Old antibiotics will become a useful new medicine: the scientists found a new approach to them

Old antibiotics will become a useful new medicine

Due to the new approach of the scientists, old antibiotics will become safe and powerful drugs. The researchers around the world have been looking for chemicals that can improve human health. But evolutionary selection optimizes them not in favor of safety and effectiveness for humans. That discrepancy was inspiring for a group of the scientists at the University of Tokyo.

They intend to change wholesome natural products for safe human use. In the process of experiments, their idea was able to turn one of the oldest antibiotics on our planet into a new version of a modern, safe and powerful drug. Gramicidin A was originally identified in soil bacteria.

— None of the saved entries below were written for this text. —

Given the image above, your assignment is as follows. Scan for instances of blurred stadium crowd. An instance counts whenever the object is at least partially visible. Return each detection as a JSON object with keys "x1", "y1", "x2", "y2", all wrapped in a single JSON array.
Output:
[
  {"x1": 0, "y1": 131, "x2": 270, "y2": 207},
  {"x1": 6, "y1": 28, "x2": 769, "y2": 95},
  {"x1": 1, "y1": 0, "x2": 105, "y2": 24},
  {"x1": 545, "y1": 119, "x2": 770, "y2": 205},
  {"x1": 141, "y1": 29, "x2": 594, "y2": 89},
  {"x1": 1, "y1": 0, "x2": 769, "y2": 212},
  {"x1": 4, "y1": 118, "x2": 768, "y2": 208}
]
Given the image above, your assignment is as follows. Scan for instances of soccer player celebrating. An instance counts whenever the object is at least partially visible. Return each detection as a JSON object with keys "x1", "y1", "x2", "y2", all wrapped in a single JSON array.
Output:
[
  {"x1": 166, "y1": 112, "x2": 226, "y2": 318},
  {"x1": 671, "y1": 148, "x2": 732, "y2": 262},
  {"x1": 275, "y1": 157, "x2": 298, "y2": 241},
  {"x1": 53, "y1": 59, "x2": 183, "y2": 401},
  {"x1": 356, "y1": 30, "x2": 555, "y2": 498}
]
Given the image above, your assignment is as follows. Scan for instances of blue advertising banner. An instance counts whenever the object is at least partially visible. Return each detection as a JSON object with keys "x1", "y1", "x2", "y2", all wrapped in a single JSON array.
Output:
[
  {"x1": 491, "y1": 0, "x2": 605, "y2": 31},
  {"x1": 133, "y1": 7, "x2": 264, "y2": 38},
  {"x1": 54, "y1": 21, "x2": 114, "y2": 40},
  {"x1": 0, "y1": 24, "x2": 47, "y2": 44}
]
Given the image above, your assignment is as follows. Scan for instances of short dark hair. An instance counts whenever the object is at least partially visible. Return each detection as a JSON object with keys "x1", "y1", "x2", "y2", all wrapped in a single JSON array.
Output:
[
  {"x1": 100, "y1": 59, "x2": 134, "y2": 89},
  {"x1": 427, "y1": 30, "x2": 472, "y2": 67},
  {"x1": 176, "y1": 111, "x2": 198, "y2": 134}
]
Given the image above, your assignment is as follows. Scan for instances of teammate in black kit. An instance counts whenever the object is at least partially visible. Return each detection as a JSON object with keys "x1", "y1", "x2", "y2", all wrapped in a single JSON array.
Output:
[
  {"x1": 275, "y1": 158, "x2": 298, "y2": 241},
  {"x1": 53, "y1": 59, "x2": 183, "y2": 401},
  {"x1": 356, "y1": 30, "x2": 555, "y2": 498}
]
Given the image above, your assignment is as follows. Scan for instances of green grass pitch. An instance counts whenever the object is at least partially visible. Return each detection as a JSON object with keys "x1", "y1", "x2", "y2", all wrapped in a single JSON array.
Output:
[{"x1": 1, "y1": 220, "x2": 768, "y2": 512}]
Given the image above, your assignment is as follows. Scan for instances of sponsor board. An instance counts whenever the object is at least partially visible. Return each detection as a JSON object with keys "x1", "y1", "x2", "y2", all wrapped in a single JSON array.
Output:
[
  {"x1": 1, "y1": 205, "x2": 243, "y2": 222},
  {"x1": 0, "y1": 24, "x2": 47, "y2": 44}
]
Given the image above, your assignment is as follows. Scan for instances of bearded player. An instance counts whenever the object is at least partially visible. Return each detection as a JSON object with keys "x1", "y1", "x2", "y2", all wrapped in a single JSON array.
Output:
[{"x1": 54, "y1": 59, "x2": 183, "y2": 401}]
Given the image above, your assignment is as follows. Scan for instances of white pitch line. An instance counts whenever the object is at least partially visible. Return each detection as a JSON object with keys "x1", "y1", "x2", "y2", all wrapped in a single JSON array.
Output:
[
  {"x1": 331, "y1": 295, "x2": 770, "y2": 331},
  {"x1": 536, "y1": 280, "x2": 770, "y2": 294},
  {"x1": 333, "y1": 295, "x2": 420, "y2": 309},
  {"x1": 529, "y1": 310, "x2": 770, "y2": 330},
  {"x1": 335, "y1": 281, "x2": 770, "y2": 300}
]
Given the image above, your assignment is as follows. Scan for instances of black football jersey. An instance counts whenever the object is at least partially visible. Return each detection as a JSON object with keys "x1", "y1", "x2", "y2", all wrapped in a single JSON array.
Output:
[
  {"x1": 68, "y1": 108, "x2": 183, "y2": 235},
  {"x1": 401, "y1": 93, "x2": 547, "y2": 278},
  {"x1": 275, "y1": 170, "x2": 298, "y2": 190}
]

In the early 1940s, it became the first commercially produced antibiotic. Even today, doctors prescribe it to their patients, recommending it in the form of a cream or drops for some skin infections, for diseases of the eyes and throat, but it is strictly forbidden to use this drug in the form of tablets and injections. Gramicidin A kills bacteria by punching itself through the cell membrane. It causes the contents of the cell to leak out, allowing foreign particles to enter through nanoscale tunnels called ion channels.

They are unregulated and can cause significant damage to the body when gramicidin A is inside the body. The ion channel of gramicidin A fascinated scientists. These channels are involved in virtually all life processes, affecting brain function and blood pressure.

Over the past 80 years, about 350 artificial antibiotic analogs have been developed. All of them have similar initial data and therefore cannot be used on humans. But the scientists managed to find a use for it for human health. The researchers analyzed over 4,000 artificial analogs of gramicidin A. Each analog is a coil containing 15 amino acids, as well as the building blocks of peptides, which are short proteins.

Six amino acids were strategically selected to retain the main structural aspects of gramicidin A. Each of the six amino acids can be substituted for four different amino acids. It changes the way the peptides bind, resulting in 4096 variations.

Then the scientists used the synthesis method and it led to the formation of a completely new version of gramicidin A. It was tested for activity against streptococcus. As it turned out, the scientists received a new basis for a strong and safe drug that affects the viral structure, but does not affect the healthy cells.